I am upgrading my web/email server.  It is an old box.  It was a used machine in 2005 when I bought it.  It runs a Duron at about 1.6 GHz with 1 GB of ram and a pair of 500 GB ide drives in a raid-1.  It boots from either raid drive.  There are 2 raids on it: a small /dev/md0 as a /boot, and a large /dev/md1 with lvm for the rest of the system.  the lvm has a swap and a root filesystem logical device on it.  It has run this way for years.

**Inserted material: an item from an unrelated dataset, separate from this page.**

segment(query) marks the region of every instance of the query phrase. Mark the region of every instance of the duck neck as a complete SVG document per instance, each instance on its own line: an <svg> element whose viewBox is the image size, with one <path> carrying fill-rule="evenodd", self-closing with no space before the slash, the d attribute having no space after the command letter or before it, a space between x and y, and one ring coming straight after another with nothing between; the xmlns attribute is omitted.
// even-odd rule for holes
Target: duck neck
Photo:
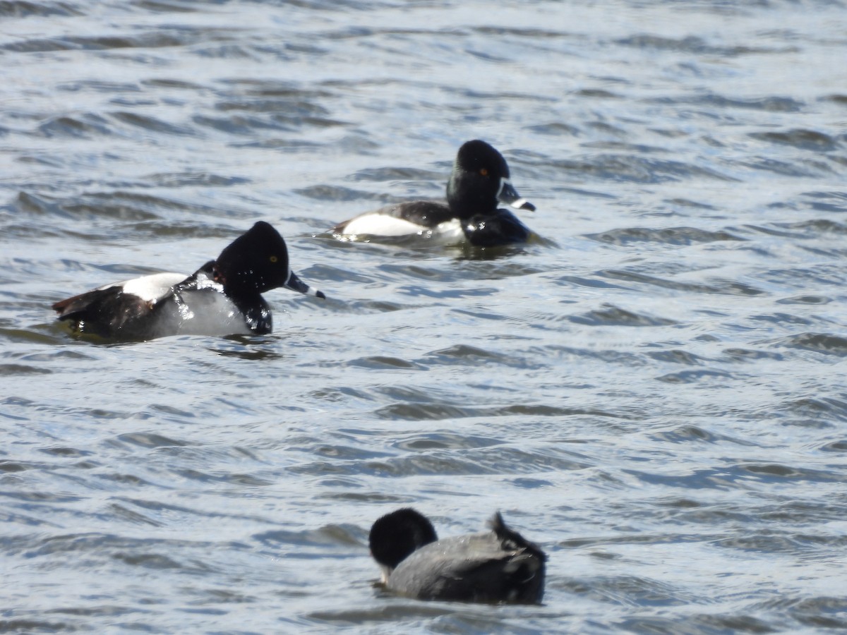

Now I am trying to get gentoo-sources 2.6.31-r6 working on it.  I am using the initramfs built into the kernel approach.  When I boot it, I get:

```

raidautorun: can't open '/dev/md0' : No such device or address

raidautorun: can't open '/dev/md1' : No such device or address

```

This is followed by an attempt to start lvm, then a kernel panic.

Here is my init file from the initramfs:

```

#!/bin/busybox sh

rescue_shell() {

    echo "Something went wrong. Dropping you to a shell."

    busybox --install -s

    exec /bin/sh

}

# Mounting /proc 

mount -t proc none /proc

echo starting raid arrays

raidautorun /dev/md0

raidautorun /dev/md1

#mdadm -A /dev/md0 /dev/hda1 /dev/hde1

#mdadm -A /dev/md1 /dev/hda2 /dev/hde2

echo mounting /sys

mount -t sysfs none /sys

#echo doing luksOpen

#cryptsetup luksOpen /dev/sda cryptoroot

echo creating devices

echo /sbin/mdev > /proc/sys/kernel/hotplug

mdev -s

echo doing vgscan

lvm vgscan --mknodes

echo doing vgchange

lvm vgchange -a y

echo mounting root

mount /dev/mirror/rootfs /mnt/root

#echo "starting emergency rescue shell..."

#rescue_shell

echo unmounting /proc and /sys

umount /proc

umount /sys

echo doing the pivot root

exec switch_root /mnt/root /sbin/init

# if we get here, it means trouble!  :-(

echo "starting emergency rescue shell..."

rescue_shell

```

I have /dev/md0 and /dev/md1 in the initramfs dev directory, and they have the same major and minor numbers as they do in the real /dev directory.

I am tired of trying every possible permutation and combination of things trying to get this to work.  Does anybody have a clue what I am doing wrong?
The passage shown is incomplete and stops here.